Slope stability problems in geotechnical and geo-environmental engineering involve the solution of equilibrium equations of force and moment. This is traditionally accomplished through traditional method of slices techniques or more progressive stress-based methods. SVSLOPE implements a wide variety of both limit equilibrium methods as well as newer stress-based methods. The classic Bishops, Sarma, Ordinary, Spencers, Morgenstern-Price, GLE, and US Army Corps of Engineers methods are implemented.

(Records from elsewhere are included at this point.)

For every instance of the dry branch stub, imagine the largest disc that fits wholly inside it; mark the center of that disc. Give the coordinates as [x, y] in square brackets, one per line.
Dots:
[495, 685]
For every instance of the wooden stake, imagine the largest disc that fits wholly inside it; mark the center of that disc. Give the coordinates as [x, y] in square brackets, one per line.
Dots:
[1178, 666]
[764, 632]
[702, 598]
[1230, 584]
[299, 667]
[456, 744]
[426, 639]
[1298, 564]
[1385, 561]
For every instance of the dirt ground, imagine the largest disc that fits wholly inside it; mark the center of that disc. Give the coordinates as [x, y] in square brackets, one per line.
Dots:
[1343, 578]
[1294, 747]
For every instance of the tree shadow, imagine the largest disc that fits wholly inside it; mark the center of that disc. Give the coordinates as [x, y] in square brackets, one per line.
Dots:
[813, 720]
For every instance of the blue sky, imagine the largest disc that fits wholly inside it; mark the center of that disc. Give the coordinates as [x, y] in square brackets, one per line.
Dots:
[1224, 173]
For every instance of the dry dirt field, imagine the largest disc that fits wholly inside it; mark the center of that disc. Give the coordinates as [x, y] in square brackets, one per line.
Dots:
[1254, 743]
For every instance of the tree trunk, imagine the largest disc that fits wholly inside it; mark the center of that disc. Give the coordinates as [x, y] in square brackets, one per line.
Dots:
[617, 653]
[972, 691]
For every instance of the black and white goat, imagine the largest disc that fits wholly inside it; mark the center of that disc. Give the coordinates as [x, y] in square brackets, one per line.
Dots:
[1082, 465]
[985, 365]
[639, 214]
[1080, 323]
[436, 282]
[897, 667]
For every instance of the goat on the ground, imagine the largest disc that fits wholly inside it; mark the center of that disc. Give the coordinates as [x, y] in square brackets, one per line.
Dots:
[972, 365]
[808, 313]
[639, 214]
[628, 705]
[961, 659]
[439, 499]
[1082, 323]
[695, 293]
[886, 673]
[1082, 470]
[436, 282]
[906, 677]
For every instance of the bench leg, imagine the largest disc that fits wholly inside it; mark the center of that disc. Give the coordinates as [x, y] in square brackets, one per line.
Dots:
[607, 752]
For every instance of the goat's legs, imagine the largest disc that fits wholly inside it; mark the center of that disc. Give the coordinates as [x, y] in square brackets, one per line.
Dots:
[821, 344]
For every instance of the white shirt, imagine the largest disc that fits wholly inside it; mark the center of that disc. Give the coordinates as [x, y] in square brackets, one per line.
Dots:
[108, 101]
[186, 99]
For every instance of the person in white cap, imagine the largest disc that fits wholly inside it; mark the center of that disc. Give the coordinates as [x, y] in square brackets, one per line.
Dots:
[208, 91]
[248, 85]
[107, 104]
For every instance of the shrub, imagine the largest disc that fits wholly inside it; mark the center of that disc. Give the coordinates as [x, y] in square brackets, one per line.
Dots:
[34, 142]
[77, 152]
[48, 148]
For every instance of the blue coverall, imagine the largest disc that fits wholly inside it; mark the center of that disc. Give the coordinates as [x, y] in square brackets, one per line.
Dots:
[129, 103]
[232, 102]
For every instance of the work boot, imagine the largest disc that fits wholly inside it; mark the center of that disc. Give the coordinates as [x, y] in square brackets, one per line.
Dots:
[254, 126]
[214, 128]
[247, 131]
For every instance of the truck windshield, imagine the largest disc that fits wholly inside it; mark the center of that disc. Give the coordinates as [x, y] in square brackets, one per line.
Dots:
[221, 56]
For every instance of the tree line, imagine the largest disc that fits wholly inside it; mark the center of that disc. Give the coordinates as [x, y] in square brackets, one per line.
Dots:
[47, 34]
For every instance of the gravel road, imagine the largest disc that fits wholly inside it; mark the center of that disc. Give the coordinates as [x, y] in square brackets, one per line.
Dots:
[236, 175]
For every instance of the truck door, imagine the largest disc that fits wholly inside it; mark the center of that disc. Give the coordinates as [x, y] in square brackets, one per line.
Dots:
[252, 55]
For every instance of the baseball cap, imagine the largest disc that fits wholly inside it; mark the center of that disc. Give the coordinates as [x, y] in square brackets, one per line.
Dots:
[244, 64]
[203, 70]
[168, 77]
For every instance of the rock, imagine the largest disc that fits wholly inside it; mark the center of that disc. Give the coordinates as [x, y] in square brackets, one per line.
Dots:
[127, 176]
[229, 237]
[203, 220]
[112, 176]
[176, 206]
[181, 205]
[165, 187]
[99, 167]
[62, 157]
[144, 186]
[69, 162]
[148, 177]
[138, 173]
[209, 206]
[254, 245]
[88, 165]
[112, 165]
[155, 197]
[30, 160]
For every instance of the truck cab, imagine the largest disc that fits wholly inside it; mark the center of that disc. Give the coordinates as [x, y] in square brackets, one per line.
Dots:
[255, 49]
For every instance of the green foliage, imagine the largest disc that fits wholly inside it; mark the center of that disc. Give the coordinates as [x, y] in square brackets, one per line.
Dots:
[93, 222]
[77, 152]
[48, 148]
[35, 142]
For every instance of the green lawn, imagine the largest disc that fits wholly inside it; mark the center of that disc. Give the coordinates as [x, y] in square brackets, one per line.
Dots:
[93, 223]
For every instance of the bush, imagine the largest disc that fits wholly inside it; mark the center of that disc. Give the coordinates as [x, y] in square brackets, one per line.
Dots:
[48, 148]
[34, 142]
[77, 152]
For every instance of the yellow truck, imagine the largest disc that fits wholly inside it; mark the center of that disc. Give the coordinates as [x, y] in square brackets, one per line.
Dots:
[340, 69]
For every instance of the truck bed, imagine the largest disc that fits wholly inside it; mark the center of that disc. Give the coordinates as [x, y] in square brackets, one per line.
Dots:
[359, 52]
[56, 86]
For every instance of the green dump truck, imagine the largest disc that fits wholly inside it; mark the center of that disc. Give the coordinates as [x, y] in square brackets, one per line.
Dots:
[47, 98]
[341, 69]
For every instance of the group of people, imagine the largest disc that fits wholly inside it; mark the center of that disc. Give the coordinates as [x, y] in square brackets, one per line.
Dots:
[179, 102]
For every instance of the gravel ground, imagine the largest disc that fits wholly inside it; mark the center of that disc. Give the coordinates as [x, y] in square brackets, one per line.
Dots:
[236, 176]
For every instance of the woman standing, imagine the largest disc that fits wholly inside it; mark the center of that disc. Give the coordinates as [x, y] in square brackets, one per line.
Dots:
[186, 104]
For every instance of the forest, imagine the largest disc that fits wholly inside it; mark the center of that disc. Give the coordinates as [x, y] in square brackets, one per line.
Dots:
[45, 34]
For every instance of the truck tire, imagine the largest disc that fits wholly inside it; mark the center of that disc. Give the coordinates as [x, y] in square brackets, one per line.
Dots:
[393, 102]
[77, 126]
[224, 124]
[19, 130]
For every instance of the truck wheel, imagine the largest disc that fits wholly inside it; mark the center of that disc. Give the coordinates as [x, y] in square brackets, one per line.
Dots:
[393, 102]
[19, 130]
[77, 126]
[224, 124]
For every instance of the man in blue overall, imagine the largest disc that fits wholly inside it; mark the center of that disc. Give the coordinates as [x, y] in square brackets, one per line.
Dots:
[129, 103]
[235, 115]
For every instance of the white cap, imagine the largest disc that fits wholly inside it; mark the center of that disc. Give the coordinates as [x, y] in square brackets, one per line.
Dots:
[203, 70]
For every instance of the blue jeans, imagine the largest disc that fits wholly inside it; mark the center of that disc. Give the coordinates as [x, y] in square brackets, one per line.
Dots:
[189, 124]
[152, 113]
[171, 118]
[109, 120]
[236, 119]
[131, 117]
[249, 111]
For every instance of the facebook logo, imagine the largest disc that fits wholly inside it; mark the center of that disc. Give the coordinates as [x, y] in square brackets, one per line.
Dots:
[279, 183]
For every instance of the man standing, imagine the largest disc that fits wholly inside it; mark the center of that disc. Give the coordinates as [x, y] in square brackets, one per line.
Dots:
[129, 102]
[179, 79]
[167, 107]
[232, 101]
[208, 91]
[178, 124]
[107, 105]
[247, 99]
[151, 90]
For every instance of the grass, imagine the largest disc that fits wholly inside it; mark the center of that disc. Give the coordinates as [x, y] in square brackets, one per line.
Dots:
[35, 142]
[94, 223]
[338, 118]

The method of slices involves calculating the forces at the base of each slice by the weight of the slice and its height. The newer stress-based techniques use the finite element method in order to calculate more detailed information related to the stresses in the slope. With the finite element-based approach it is possible to represent more complex stress conditions in the slope. The SVSOLID software may be used in order to calculate the finite element stresses in a particular slope.
The user enters geometry, material properties, and analysis constraints (such as searching methodologies) through a CAD-type graphical user interface (GUI). The results may also be viewed in the context of a graphical user interface. The geometry is simply entered as regions which may be drawn, pasted in from Excel, or imported from AutoCAD DXF files. The factor of safety for a specific failure surface is computed as the forces driving failure along the surface divided by the shear resistance of the soils along the surface.[1]
SVSLOPE implements a number of different searching algorithms to identify the critical slip surface. Algorithms for determining both circular and non-circular critical slip surfaces are implemented. Specified slip surfaces can also be employed.
A library of slope stability benchmark models are distributed with the software.[2]